Arlo Guthrie-August 1969
Though he was only 22 years of age, Guthrie had already released three albums, and had solidified his position as a staple of the East Coast folk scene. "Alice's Restaurant," the title track of his first album was a huge hit, but at 18 minutes long, it could not be released as a single. Earlier that year, however, Guthrie had starred in a film based off the song, which was soon to be released, and would propel the songwriter to mainstream success.
Jane Fonda-May 1969
After living in Europe for years with her husband Roger Vadim, Fonda had returned to the states to star in the film They Shoot Horses, Don't They? for which production had just wrapped. Smith meets Fonda at her father's Manhattan townhouse at a turning point in her career, as she is moving to sophisticate her image and will later that year be nominated for an Academy Award.

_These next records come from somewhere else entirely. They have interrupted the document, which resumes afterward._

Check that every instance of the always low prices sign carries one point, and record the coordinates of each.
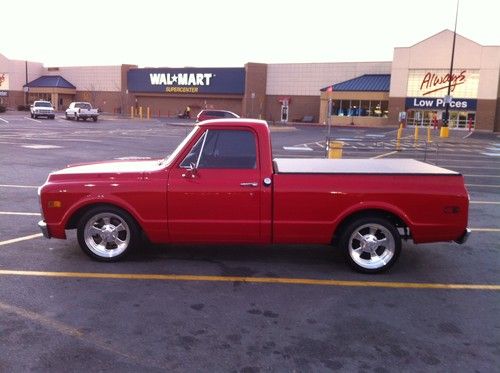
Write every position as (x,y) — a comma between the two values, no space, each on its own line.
(187,81)
(430,103)
(434,83)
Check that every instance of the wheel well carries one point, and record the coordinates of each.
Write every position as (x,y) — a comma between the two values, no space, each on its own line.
(77,215)
(394,219)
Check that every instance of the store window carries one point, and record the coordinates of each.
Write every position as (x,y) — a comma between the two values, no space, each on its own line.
(360,108)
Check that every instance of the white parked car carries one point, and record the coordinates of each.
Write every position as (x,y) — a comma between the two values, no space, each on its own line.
(42,109)
(81,110)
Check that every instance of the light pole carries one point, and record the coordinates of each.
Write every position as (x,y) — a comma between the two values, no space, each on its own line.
(445,130)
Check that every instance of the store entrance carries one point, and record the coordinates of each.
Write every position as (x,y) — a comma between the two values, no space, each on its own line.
(458,119)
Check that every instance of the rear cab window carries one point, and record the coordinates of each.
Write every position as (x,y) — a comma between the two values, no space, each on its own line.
(225,149)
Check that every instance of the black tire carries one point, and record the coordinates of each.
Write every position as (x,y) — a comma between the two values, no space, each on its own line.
(107,233)
(371,244)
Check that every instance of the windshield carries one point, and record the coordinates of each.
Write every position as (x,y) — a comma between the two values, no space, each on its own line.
(83,105)
(179,148)
(43,104)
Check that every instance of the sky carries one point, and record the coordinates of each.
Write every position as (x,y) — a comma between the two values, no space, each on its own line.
(230,33)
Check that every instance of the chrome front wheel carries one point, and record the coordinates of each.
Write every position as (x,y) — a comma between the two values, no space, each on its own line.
(107,233)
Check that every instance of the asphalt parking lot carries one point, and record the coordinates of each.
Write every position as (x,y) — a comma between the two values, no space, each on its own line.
(241,309)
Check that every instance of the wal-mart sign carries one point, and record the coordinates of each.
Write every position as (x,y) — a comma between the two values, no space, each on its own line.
(187,81)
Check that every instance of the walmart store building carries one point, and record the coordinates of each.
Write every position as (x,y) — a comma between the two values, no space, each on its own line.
(359,93)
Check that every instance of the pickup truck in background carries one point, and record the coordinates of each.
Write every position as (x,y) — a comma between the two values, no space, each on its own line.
(222,186)
(81,110)
(42,109)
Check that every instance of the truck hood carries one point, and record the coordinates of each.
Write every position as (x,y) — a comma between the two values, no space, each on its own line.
(112,167)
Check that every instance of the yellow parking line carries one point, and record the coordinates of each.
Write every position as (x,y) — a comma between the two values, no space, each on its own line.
(385,155)
(483,185)
(256,280)
(58,326)
(25,238)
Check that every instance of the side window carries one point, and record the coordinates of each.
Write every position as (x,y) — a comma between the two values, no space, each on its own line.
(227,149)
(194,153)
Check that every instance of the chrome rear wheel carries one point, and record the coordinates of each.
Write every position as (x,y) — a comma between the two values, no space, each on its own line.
(372,244)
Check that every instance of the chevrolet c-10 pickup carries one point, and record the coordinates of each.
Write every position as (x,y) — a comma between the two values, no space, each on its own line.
(221,185)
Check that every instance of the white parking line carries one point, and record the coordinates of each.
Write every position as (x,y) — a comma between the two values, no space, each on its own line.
(34,120)
(20,213)
(482,175)
(298,148)
(18,186)
(25,238)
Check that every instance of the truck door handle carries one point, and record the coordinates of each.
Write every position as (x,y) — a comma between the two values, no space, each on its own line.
(254,184)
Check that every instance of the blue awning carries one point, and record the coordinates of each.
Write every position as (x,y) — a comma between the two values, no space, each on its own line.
(363,83)
(50,81)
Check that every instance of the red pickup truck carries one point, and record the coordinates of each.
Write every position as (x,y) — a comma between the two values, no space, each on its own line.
(221,185)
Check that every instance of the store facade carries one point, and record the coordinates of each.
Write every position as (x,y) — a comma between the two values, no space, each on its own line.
(420,78)
(293,92)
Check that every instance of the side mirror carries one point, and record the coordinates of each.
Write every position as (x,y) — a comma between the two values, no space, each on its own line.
(191,171)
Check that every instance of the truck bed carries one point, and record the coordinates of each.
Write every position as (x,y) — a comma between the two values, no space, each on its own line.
(357,166)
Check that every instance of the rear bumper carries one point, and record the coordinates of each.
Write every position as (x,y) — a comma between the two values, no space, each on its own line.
(464,237)
(43,227)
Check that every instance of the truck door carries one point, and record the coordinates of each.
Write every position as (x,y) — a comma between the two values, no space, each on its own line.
(214,193)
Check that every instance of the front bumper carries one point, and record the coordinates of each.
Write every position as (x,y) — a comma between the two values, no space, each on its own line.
(464,237)
(43,227)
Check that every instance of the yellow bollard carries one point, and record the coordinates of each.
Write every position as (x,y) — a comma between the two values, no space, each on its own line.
(444,132)
(398,138)
(335,149)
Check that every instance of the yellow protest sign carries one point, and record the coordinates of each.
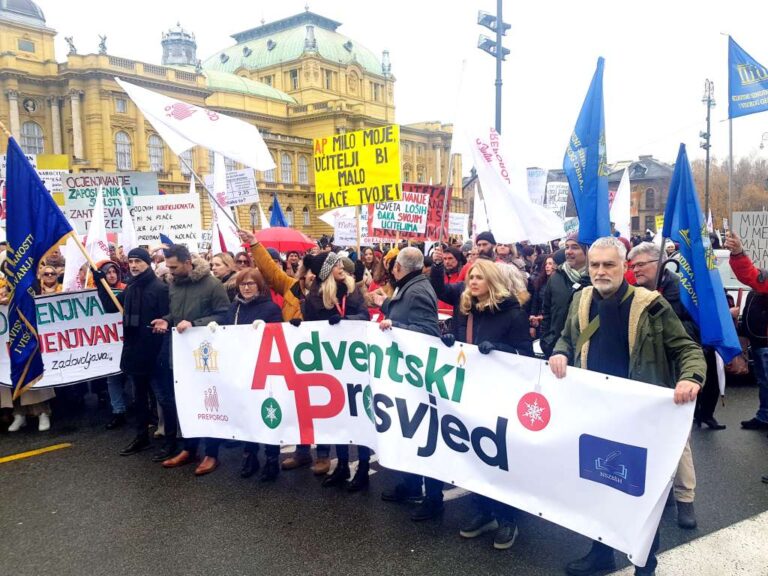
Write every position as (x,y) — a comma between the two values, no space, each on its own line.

James Rado and Gerome Ragni-September 2nd, 1969
Rado and Ragni, writers of the iconic musical "HAIR," had worked fervently to move their show to Broadway. "HAIR" had been met with controversy for its anti-establishment themes, and infamous nude scene, but the pair had managed to find a theater, the Biltmore, that would stage the show. They discuss their plans for the musical, which has become a sensation, and would go down as the ultimate representation of the times.
Dick Gregory-November 24, 1969
Famous for both his stand-up comedy and his political lecture tours, Gregory had recently run, unsuccessfully, for President of the United States. He had since returned to comedy, recording the album, "Dick Gregory, The Light Side: The Dark Side." He discusses the societal problems facing the country with Smith, days before a performance at Carnegie Hall.